第3号議案 平成24年度豊川市東三河都市計画事業豊川駅東土地区画整理事業特別会計予算について賛成討論(議事録抜粋)

◆早川喬俊議員 私は、第3号議案 平成24年度豊川市東三河都市計画事業豊川駅東土地区画整理事業特別会計予算について、賛成の立場から討論をいたします。
 豊川駅東地区は、JR豊川駅の東側に位置し、豊川市の中心的な地域であるにもかかわらず、スプロール化が進展し、無秩序な宅地化や狭くて見通しの悪い危険な道路も多く、健全な市街化が形成されず、かつては都市機能が低下していた地域であります。この事態を改善するため、平成7年度より豊川市は公共団体による土地区画整理事業に着手し、私たちの生活になくてはならない道路、公園、排水施設等の公共施設整備を行い、土地利用の効率化を促進し、利便性、快適性、安全性等の居住環境の向上を図り、健全なまちづくりを目指しているものであります。
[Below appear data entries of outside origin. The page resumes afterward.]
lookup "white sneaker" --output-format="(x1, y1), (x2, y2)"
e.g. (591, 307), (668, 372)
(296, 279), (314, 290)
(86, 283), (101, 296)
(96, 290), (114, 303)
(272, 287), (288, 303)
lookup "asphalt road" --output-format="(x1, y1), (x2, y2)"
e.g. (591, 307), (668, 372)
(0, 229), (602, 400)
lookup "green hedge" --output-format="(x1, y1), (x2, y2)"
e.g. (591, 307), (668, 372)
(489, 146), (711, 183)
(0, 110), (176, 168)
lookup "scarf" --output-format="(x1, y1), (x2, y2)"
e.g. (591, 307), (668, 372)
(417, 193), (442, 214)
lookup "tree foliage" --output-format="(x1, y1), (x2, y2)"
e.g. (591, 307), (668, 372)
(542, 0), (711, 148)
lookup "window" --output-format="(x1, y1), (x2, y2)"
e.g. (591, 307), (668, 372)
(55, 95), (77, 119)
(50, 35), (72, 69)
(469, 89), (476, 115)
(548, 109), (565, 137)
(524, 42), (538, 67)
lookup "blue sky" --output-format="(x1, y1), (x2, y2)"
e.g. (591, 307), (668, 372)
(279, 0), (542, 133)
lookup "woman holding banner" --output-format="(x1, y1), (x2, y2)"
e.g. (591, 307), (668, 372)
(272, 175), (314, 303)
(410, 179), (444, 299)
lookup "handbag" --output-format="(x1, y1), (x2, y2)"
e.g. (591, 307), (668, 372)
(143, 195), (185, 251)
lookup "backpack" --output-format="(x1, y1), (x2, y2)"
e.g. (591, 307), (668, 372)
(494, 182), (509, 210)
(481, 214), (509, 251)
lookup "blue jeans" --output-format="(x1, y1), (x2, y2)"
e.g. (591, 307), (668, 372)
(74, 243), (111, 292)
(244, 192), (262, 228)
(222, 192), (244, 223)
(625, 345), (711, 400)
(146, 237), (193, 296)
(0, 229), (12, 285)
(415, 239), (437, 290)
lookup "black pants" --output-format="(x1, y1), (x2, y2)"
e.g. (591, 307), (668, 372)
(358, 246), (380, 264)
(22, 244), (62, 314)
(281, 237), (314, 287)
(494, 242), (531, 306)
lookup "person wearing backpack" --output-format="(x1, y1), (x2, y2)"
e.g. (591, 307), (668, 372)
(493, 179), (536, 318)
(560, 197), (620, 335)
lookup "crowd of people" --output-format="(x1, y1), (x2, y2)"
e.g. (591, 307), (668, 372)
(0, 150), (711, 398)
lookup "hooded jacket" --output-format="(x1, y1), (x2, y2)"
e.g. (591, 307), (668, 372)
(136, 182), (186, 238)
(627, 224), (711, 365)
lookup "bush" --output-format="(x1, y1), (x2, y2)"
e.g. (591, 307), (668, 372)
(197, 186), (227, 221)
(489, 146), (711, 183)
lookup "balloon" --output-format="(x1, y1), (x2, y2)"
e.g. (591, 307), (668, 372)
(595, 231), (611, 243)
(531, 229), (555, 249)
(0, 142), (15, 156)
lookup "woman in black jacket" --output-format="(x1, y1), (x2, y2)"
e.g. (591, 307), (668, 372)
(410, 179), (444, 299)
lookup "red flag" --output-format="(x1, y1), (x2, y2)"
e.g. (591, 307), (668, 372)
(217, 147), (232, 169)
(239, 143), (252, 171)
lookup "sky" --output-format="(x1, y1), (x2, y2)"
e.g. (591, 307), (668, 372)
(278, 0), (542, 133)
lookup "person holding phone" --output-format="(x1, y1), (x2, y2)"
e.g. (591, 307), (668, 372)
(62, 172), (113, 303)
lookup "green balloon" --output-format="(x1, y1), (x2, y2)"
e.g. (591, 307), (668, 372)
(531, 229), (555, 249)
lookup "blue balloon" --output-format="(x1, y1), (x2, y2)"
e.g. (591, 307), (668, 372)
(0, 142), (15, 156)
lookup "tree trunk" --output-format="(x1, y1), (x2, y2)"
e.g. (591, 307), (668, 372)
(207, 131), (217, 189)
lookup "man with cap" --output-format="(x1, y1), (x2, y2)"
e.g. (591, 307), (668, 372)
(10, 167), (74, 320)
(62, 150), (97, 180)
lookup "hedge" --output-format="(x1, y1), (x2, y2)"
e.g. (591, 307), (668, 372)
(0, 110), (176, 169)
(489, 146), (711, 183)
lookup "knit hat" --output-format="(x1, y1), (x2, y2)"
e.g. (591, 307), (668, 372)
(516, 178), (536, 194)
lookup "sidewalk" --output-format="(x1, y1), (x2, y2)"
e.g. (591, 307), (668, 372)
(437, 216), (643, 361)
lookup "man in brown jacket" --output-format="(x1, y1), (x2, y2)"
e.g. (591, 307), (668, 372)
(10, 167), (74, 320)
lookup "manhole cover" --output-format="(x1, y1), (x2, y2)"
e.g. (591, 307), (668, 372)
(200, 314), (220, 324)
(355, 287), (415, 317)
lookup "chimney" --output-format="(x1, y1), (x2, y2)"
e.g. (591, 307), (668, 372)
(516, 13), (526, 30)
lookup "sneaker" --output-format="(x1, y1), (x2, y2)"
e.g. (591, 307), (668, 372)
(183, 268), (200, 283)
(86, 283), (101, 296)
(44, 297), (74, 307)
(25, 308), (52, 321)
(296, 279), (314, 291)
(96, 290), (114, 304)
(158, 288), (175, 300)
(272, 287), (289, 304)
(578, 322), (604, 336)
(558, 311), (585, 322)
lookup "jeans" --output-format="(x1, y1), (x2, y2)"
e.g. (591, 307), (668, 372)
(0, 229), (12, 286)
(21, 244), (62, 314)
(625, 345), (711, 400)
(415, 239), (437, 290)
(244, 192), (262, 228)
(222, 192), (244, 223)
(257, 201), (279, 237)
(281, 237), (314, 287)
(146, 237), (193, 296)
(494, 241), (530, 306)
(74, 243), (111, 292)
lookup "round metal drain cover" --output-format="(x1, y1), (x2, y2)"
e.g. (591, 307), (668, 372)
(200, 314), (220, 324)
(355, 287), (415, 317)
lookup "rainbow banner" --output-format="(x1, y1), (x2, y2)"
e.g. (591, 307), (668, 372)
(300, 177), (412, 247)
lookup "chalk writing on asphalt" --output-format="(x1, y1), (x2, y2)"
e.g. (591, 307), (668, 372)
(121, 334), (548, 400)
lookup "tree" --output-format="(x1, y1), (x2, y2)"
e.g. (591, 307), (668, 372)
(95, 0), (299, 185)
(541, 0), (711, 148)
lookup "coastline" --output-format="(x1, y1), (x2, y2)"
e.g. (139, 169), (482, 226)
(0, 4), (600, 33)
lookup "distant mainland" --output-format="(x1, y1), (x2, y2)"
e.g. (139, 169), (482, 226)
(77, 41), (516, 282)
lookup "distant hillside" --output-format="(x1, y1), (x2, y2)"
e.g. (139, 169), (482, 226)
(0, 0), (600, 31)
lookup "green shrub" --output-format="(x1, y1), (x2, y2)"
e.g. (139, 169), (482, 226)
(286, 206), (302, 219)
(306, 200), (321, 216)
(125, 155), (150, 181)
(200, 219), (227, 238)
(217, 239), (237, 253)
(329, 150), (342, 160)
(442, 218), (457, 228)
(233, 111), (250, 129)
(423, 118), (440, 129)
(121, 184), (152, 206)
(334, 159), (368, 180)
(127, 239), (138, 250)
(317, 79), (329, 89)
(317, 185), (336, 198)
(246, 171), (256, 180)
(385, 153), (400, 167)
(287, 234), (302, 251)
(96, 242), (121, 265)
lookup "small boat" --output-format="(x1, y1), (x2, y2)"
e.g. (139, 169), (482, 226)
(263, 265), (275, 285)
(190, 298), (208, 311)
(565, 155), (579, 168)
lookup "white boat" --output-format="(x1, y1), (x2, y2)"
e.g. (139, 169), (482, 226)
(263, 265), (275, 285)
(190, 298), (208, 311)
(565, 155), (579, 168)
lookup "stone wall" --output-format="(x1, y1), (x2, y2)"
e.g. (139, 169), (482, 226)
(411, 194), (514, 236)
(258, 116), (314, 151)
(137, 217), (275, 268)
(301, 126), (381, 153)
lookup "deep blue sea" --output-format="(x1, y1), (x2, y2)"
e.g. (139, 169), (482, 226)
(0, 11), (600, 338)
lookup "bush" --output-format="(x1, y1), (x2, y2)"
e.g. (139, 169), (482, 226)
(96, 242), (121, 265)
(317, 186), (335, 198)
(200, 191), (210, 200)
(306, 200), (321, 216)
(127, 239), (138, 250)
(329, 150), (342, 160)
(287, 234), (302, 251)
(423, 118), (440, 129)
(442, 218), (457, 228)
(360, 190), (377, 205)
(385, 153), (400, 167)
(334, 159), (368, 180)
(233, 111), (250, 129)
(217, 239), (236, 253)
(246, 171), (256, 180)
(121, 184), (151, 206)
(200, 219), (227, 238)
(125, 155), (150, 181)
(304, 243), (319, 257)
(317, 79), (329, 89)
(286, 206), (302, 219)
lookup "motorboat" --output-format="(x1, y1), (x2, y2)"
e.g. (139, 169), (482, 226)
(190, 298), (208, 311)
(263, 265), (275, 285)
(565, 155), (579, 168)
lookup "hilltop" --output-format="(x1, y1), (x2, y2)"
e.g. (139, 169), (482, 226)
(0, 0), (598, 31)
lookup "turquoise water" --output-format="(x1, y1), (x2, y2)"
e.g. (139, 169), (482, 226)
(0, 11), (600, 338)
 本事業は、平成1012月に仮換地の指定を行い、平成11年度から本格的に都市計画道路、区画道路の築造工事、建物移転等が進められており、平成23年度末までには事業費ベースで約71%の事業進捗が見込まれております。
 現在では、新しい住宅が次々と建築されており、姫街道沿いにはレストランやドラッグストア等の商業施設も建ち並び、新たな町の息吹が感じられ、今後の発展がますます期待されるところであります。
 また、この地区のほぼ中心地には国指定重要文化財である本堂内宮殿、三重塔を有する史跡三明寺がありますが、そのお寺に隣接する形で都市公園の三明公園整備が予定されております。この公園は、面積が1.5ヘクタールあり、先日の山脇市長の予算案大綱でもありましたように、住民参加型で整備が進められていくことが決定しております。三明公園には、毎年、この季節にはきれいな花を咲かせるしだれ桜が植えられており、今後、ワークショップによって、この桜を含めた景観に配慮した公園ができ上がることを地域住民は大変心待ちにしております。駅前に広がる市民の憩いの広場、史跡三明寺とともにこの地区の名所の一つとなり、多くの市民でにぎわっている光景が今にも目に浮かんできます。
 また、先日、豊川商工会議所付近でコンビニやドラッグストア、そして、病院等の施設が建つ予定を示した豊川駅東プロジェクトという看板を目にいたしました。いよいよ、豊川駅東側も姫街道同様、さまざまな住民のための商業施設が建ち並び、今後は民間の活力による発展が大いに期待されるところであります。
 この事業は、山脇市長のマニフェストや第5次豊川市総合計画において重点事業と位置づけられており、平成24年度予算では、歳入面においては国庫補助金等の有効活用や保留地の計画的な処分等により財源確保を図り、また、歳出面においては整地工事を始め、都市計画道路、区画道路の築造費、建物移転補償費等が計画的に予算計上されており、評価に値するものであります。
 区画整理事業施行中は土地利用に関して制約を受けるため、権利者の方々から1日でも早い事業の完了を望む声が多く聞かれております。昨今の厳しい財政状況の中ではありますが、本市にとって大変重要な事業であるため、今後とも権利者の理解と協力を得る中で事業が円滑かつ積極的に行われ、活力あるまちづくりが展開されることを願いまして、賛成の討論といたします。